Discover culinary perfection on the grill with my Grilled Scallops and Corn Salad recipe. Featuring succulent, char-kissed sea scallops mingled with fresh corn salsa and with a silky honey-lime dressing, every bite promises a symphony of delicious summer flavors!
Make the Honey Lime Dressing: In a small mixing bowl, combine the lime juice, honey, dijon, garlic powder, cumin, coriander, and olive oil. Season with 1/2 teaspoon of kosher salt and 1/8 teaspoon of black pepper. Use a whisk and stir the ingredients together until completely emulsified and combined. Taste the sauce and adjust the flavors as you see fit. Then, cover the sauce and place it in the refrigerator until ready to use. (Note: Make sure you whisk the dressing, then taste and adjust it again before using it!)
Make the Corn Avocado Salad: In a medium size mixing bowl, combine the diced avocado, corn kernels, red onion, jalapeno, cilantro, lime juice, and crushed red pepper flakes. Season with a scant ¼ teaspoon kosher salt and a pinch of black pepper. Use a fork or spoon to toss the ingredients together until well combined. Taste the salsa and adjust the flavors as needed to suit your personal taste. Then, set the salsa aside.
Prepare the Scallops for Grilling: Line a large, rimmed baking sheet with clean paper towels. Next, arrange the scallops on top of the towels and place more paper towels on top. Use your hands to gently press on the towels to blot the scallops dry. Remove the wet top paper towels and replace with clean paper towels.
Double Skewer Scallops: Thread 4 to 6 sea scallops onto one skewer, arranging the skewer so it is off to one side of the scallop’s center. Then, place a second skewer through the scallops, parallel to and about ¼-inch away from the first.
Prepare the Grill: Prepare an outdoor grill for medium-high cooking. Heat the grill until hot (425-degrees to 450-degrees), clean the cooking grates, and then brush the grates well with a paper towel that’s been dipped into oil.
Season Scallops, Then Grill: Lightly brush the scallops all over with oil and then season on both sides with 1 teaspoon of kosher salt and heaping ¼ teaspoon black pepper. Place the scallop skewers onto the oiled grill grates and grill uncovered and undisturbed until the bottom side develops dark grill marks, about 3 to 4 minutes. Flip the skewers over and continue to grill the scallops for 2 to 3 minutes, or until they’re just barely cooked through to an internal temperature of 145-degrees Fahrenheit.
To Serve Corn Scallop Recipe: Transfer the grilled scallops to a large serving platter. Scoop the avocado corn salsa all over the scallops and then drizzle everything with some of the honey lime sauce. Serve scallops with the remaining sauce and lime wedges on the side. Enjoy immediately.
Notes
Scallops: Please refer to the article for tips on purchasing scallops. And if you're looking for tricks to perfectly grill scallops, check out this article on grilling scallops.
If corn is in season, I prefer to use freshly grilled corn kernels instead of the canned stuff. You'll need 2 ears of corn to replace the 15-ounce can. To Grill Corn: Place corn on the grill and cook, turning occasionally, until charred in spots and corn is cooked through, about 10 minutes total. Remove corn from grill and let cool slightly. Slice kernels off cob and use to make the salsa.
Storage: Scallops are best when enjoyed immediately after grilling. However, you can absolutely store leftovers! Keep everything in separate airtight containers for freshness. Store leftover scallops in an airtight container in the fridge for up to 2 days. Dressing up to 5 days and Salsa up to 2 days in the fridge.

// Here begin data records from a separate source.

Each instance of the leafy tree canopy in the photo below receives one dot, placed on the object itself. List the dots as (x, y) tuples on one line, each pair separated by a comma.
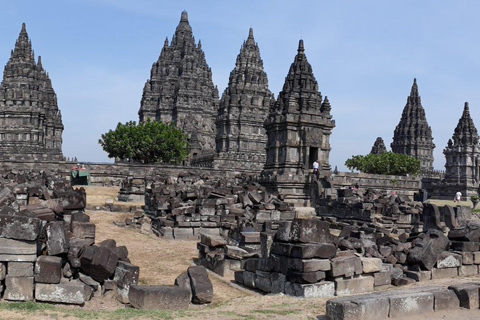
[(147, 142), (388, 163)]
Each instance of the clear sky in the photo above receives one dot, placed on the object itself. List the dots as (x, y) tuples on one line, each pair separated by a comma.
[(364, 55)]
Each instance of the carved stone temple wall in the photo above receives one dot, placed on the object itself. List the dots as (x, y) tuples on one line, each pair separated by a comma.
[(30, 122), (298, 127)]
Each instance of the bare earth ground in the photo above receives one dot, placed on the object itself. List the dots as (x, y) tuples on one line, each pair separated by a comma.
[(161, 261)]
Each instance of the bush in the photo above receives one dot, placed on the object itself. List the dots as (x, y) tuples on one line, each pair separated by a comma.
[(147, 142), (388, 163)]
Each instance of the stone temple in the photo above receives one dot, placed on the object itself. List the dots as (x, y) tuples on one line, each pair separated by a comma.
[(413, 135), (180, 90), (30, 122), (298, 127), (244, 106)]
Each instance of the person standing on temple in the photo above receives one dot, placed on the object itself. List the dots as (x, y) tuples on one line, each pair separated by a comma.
[(315, 168)]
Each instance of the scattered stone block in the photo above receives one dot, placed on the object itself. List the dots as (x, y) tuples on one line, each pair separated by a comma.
[(18, 288), (20, 269), (445, 300), (72, 292), (159, 297), (354, 285), (321, 289), (444, 273), (202, 288), (367, 307), (468, 294), (410, 304), (48, 269)]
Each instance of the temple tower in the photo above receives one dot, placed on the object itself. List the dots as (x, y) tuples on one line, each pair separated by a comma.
[(462, 155), (181, 90), (241, 138), (298, 127), (30, 122), (378, 147), (413, 135)]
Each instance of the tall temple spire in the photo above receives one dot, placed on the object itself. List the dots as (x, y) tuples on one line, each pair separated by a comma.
[(298, 128), (31, 123), (462, 155), (181, 90), (413, 135), (243, 109)]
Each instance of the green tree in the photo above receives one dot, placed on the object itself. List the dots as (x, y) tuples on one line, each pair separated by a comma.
[(147, 142), (386, 163)]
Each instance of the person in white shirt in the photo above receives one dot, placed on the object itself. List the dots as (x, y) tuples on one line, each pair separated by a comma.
[(315, 168)]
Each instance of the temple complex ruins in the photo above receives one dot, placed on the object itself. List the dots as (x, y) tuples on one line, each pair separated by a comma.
[(30, 122), (413, 135)]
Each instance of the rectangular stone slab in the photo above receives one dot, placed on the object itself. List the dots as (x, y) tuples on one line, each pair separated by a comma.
[(68, 292)]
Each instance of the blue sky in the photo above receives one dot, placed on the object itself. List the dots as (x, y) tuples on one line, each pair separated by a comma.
[(364, 55)]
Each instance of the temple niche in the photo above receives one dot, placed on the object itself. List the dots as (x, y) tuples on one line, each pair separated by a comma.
[(298, 128), (244, 106), (413, 135), (181, 90), (31, 125)]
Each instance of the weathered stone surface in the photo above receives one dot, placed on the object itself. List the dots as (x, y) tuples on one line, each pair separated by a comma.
[(410, 304), (346, 266), (20, 269), (202, 288), (468, 294), (72, 292), (57, 242), (38, 97), (315, 290), (445, 300), (426, 254), (159, 297), (20, 228), (354, 285), (83, 230), (48, 269), (365, 307), (371, 265), (449, 260), (18, 288), (313, 250)]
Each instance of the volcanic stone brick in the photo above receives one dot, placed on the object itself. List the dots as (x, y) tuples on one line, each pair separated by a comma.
[(418, 276), (426, 254), (309, 265), (449, 260), (98, 262), (313, 250), (444, 273), (48, 269), (310, 231), (56, 238), (346, 266), (72, 292), (468, 294), (18, 288), (83, 230), (202, 288), (410, 304), (445, 300), (315, 290), (354, 285), (159, 297), (371, 265), (366, 307), (20, 228)]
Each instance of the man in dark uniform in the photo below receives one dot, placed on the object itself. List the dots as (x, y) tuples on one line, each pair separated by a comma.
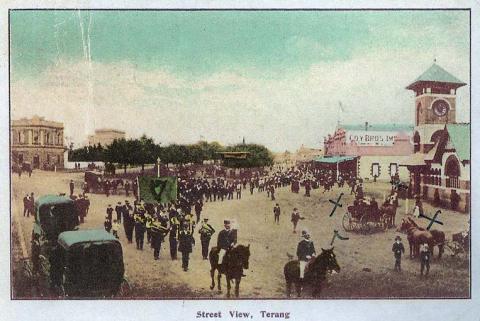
[(72, 186), (119, 211), (26, 205), (110, 212), (139, 227), (128, 221), (305, 251), (174, 227), (127, 188), (185, 244), (276, 213), (227, 238), (198, 209), (158, 231), (424, 259), (206, 231), (398, 250)]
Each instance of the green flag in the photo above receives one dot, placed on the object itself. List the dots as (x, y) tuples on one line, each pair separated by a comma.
[(157, 189)]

Need to Scale the Recipe? Hover your mouse over the number of servings in the recipe card. You'll see a sliding scale pop up, you can use that to scale the recipe up or down as needed.

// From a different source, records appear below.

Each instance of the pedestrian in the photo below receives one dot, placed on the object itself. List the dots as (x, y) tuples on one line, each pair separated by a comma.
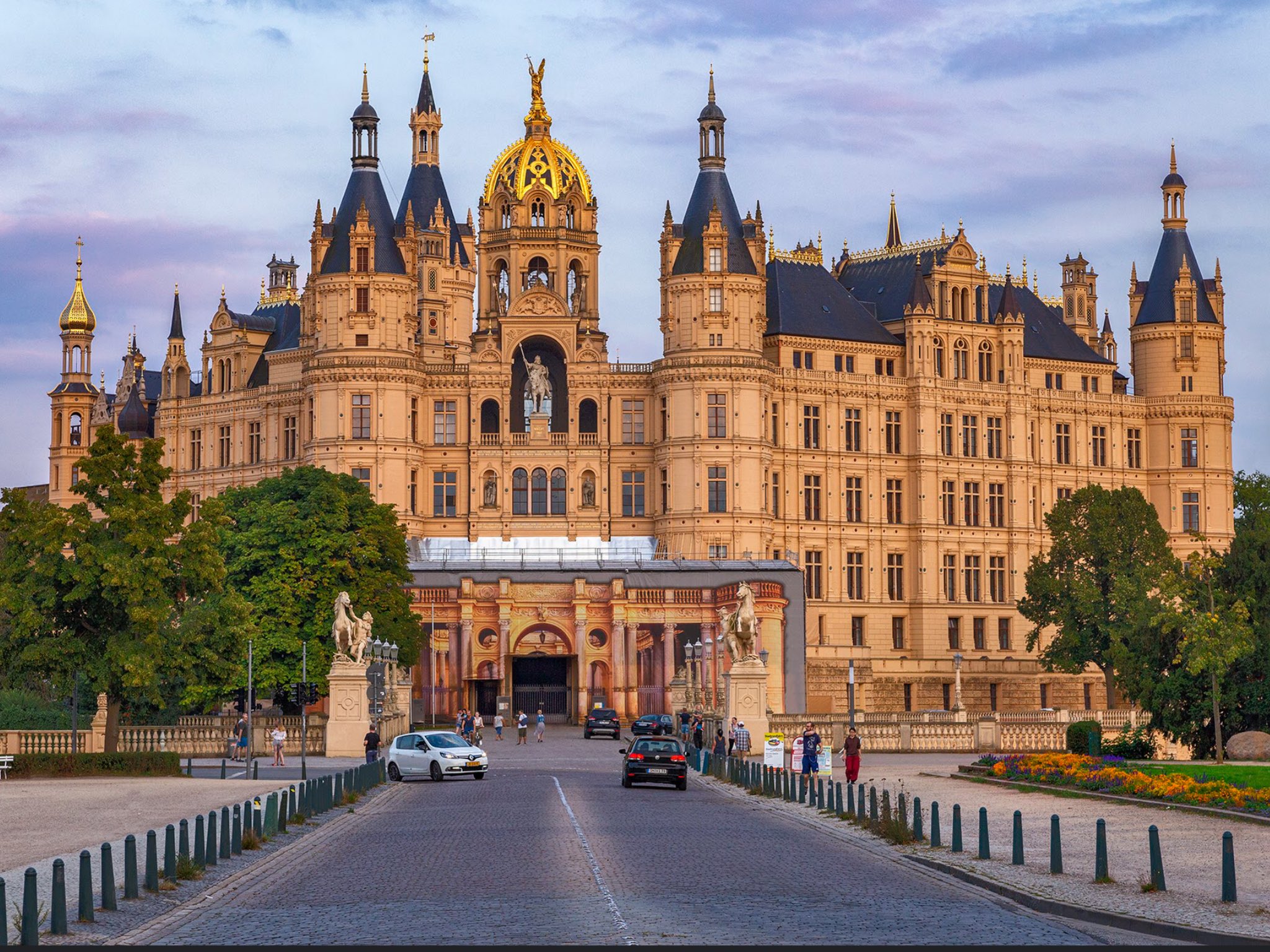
[(851, 756), (721, 748), (742, 738), (810, 751), (280, 738)]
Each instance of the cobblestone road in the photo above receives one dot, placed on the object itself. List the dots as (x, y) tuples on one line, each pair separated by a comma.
[(551, 850)]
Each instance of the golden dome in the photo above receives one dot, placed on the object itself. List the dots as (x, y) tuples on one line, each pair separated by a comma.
[(538, 161), (78, 316)]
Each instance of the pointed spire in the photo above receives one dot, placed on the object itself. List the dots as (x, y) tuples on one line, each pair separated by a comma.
[(893, 225)]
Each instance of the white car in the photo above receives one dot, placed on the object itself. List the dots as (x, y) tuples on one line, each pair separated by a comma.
[(436, 754)]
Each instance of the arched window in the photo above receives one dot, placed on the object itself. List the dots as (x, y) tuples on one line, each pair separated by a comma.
[(520, 493), (539, 491), (558, 491)]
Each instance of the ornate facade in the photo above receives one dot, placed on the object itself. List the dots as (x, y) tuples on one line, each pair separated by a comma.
[(895, 425)]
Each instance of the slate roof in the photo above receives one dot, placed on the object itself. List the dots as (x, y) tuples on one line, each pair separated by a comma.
[(713, 190), (804, 300), (363, 187), (1157, 305)]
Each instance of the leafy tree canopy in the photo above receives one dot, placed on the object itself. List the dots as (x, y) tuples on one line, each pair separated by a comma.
[(291, 545)]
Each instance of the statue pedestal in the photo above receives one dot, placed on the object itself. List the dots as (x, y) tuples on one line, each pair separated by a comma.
[(746, 700), (350, 708)]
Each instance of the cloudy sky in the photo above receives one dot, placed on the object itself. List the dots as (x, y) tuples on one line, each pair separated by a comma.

Got questions? I've got answers! If you ever run into an issue, have a question, or need any clarification - please feel free to drop them in the comments section. I'm happy to help when I can!
Nutritional information is provided as a courtesy and the nutrition facts are an estimate based upon 4 servings. Exact information will depend upon the brands of ingredients and precise measurements used.